Specifying resources in Slurm
When submitting a job request to Slurm, you need to specify which resources your job will need. The full list of options here can be found in the Slurm sbatch page, but there are a lot of options that you will never need. This page summarises the key options you may want to play with on M3.
Quick example
Here is an example sbatch
command to run a script called my-script.slurm
with 1 hour, 16 GB memory, and 8 CPUs:
sbatch --time=1:00:00 --mem=16G --cpus-per-task-8 my-script.slurm
In general, an sbatch
command always looks like:
sbatch [OPTIONS...] SCRIPT
where you can provide as many valid options as you want before placing the script's name at the very end.
Change your job's name
--job-name="Some interesting name"
Maximum time limit for your job
Specify the maximum time that your job might need. You must set this large enough such that your job is guaranteed to finish within the time limit. If your job is still running beyond this time limit, it will be automatically killed. However, a longer --time
may lead to your job being in the queue for longer. It is up to you to set an appropriate --time
to minimise your queuing time while guaranteeing that your job does not get terminated early.

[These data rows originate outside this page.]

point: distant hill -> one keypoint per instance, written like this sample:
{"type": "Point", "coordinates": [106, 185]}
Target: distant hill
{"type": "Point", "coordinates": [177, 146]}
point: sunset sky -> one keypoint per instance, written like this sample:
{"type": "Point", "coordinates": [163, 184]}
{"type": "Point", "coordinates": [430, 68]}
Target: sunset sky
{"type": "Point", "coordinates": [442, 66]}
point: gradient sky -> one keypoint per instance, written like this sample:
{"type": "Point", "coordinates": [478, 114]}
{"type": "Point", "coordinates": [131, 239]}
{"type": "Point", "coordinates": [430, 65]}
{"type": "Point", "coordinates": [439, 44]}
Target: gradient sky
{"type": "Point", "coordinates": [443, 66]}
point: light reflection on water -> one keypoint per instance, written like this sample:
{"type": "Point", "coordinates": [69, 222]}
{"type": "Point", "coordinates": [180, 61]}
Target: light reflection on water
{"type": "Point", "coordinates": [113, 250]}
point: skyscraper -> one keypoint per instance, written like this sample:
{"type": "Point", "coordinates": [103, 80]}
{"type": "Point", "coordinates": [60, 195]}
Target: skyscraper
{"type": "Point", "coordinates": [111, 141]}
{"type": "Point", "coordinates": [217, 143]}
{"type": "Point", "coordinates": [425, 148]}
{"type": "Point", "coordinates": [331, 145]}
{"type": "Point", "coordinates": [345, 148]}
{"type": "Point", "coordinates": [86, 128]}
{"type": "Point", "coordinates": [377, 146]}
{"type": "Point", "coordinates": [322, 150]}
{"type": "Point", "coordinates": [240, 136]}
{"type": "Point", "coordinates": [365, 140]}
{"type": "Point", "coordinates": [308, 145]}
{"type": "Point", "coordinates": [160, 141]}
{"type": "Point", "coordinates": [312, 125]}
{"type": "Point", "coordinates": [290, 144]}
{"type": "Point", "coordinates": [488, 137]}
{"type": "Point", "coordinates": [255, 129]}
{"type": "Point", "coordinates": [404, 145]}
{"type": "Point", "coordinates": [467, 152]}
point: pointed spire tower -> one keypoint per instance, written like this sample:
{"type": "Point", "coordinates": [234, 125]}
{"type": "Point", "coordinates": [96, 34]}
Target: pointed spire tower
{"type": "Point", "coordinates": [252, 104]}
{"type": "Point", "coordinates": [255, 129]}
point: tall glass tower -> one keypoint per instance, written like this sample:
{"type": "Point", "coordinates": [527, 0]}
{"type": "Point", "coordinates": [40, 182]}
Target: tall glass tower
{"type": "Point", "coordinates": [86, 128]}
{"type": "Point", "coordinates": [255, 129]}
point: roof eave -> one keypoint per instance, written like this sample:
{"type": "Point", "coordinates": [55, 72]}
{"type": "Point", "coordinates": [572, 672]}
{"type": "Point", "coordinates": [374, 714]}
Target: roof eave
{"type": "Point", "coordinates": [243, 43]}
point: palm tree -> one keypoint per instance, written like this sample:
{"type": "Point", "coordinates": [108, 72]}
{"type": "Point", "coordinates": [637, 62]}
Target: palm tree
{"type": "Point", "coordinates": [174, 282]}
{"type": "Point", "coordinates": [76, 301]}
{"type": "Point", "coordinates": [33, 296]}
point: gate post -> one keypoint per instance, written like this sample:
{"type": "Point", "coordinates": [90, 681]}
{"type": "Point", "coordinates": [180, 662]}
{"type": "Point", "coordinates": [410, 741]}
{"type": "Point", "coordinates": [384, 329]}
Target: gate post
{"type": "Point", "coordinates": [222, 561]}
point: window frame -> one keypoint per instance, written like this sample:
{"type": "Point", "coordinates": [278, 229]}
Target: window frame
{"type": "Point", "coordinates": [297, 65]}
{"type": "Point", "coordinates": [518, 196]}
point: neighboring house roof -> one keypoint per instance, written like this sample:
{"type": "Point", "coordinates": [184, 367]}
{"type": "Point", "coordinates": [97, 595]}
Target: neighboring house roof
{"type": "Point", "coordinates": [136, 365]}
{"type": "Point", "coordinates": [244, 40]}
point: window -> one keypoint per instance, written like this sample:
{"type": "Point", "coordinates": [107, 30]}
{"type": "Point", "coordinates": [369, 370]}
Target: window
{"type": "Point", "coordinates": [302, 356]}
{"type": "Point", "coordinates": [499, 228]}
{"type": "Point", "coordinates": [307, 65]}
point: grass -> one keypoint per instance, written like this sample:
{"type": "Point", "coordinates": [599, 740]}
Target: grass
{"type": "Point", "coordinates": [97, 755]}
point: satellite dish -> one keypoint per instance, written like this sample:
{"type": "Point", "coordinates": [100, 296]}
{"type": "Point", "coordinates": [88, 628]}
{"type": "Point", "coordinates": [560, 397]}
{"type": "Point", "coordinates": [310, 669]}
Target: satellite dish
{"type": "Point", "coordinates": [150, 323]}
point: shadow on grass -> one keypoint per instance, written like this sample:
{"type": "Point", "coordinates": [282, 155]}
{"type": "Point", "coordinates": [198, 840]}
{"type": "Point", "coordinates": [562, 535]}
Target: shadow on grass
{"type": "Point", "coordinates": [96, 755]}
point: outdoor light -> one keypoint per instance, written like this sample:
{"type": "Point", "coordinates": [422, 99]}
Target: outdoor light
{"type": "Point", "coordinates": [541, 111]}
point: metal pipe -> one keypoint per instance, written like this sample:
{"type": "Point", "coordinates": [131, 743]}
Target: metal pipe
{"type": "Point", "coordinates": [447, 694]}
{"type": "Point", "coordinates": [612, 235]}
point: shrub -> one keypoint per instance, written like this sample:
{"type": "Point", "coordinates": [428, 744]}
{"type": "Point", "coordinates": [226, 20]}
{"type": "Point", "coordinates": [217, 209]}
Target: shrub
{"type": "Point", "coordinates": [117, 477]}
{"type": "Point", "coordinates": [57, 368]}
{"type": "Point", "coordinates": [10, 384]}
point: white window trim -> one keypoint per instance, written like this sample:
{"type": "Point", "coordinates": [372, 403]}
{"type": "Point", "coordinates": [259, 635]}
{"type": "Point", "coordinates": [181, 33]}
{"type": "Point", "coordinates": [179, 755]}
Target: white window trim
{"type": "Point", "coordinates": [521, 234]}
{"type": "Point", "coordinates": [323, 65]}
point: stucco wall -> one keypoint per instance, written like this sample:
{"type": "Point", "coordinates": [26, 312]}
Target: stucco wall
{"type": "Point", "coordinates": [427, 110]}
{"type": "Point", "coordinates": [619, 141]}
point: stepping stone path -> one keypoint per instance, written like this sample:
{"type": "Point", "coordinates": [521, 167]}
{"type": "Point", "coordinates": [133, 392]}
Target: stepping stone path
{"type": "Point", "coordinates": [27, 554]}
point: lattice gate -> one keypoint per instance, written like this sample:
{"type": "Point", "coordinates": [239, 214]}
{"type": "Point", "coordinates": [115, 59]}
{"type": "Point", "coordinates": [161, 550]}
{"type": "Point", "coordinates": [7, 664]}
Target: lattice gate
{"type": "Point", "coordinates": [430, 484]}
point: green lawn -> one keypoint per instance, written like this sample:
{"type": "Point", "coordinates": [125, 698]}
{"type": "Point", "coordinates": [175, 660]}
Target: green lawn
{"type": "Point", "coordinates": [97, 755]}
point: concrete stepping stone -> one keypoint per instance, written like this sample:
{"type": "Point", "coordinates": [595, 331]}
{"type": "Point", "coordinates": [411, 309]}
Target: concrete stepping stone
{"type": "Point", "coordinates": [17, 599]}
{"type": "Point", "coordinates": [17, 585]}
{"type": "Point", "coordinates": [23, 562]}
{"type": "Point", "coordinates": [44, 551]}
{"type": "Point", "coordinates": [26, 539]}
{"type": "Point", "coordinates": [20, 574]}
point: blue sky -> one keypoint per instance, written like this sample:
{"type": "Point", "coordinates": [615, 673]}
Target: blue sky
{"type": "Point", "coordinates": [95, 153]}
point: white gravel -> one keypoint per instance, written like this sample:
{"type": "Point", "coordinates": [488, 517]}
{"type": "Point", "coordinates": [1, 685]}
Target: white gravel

Acceptable time formats include "minutes", "minutes:seconds", "hours:minutes:seconds", "days-hours", "days-hours:minutes" and "days-hours:minutes:seconds".
Ask for 15 minutes:
--time=15
Ask for 1 hour, 30 minutes:
--time=1:30:00
Ask for 2 days, 12 hours:
--time=2-12:00:00
Memory
Slurm offers multiple options for configuring memory. The only ones you'll need are:
- --mem: memory per node.
- --mem-per-cpu: memory per CPU.
If your job only uses one node, then use --mem
to specify the total memory. E.g. to ask for 64 GB of memory (per node):
--mem=64G
To ask for 512 MB of memory (per node):
--mem=512M
Perhaps you are using MPI to run multiple tasks in parallel. In this case, you may not care so much about the total memory available, but rather how much memory each individual CPU should have. To ensure each CPU has 4 GB memory:
--mem-per-cpu=4G
Number of CPUs
Slurm distinguishes between CPUs, cores, and sockets. You are probably best off only ever thinking in terms of CPUs. If you're curious, see this StackOverflow post for a quick summary of these terms.
If you just want 8 CPUs for a particular job:
--cpus-per-task=8
Note you should only ask for multiple CPUs if the program you are running will actually use them! Some programs do not have any multithreading or multiprocessing and so cannot use more than one CPU at a time.
If you are using MPI, then Slurm lets you specify the number of MPI tasks and the number of CPUs per task. For example, the below asks for 6 tasks, with 2 CPUs per task, giving a total of 12 CPUs for your job:
--ntasks=6 --cpus-per-task=2
Be careful specifying lots of CPUs. If you ask for more CPUs than can be provided by a single node, you will need to specify --nodes=2
(or greater!). Not only will this take a long time for the job to even start, but the communication between two nodes will be slower than communications within a single node, so it might actually be faster for you to just ask for all of the CPUs on a single node.
GPUs
You can specify both the number and (optionally) the type of GPUs you want. This generally involves setting --gres
and --partition
. See GPUs on M3 for details.
Partitions and Quality of Service (QoS)
See Partitions and Quality of Service (QoS).
Getting emails
You can ask for an email to be sent at different stages of your job's lifecycle. Set --mail-user to your email address:
--mail-user=my-email@monash.edu
You also need to specify which events should trigger an email. See the --mail-type
documentation for all the options, but for simplicity, you can just ask for emails for all events with:
--mail-type=ALL
Changing the output files
By default, Slurm saves all of the output of your job (that would ordinarily be printed to the terminal) to a single file called:
slurm-<JOBID>.out
where <JOBID>
is the number corresponding to your job's ID. This file will be placed in whichever directory you ran sbatch
from. You can change this by specifying --output
. You can optionally redirect all error output using --error
. Read the linked Slurm docs for more details.
Despite its name, the --error
option does not guarantee that all error messages from a program will be directed to the specified file. If you suspect errors have occurred, be sure to check all of your job's output files for warnings and error messages.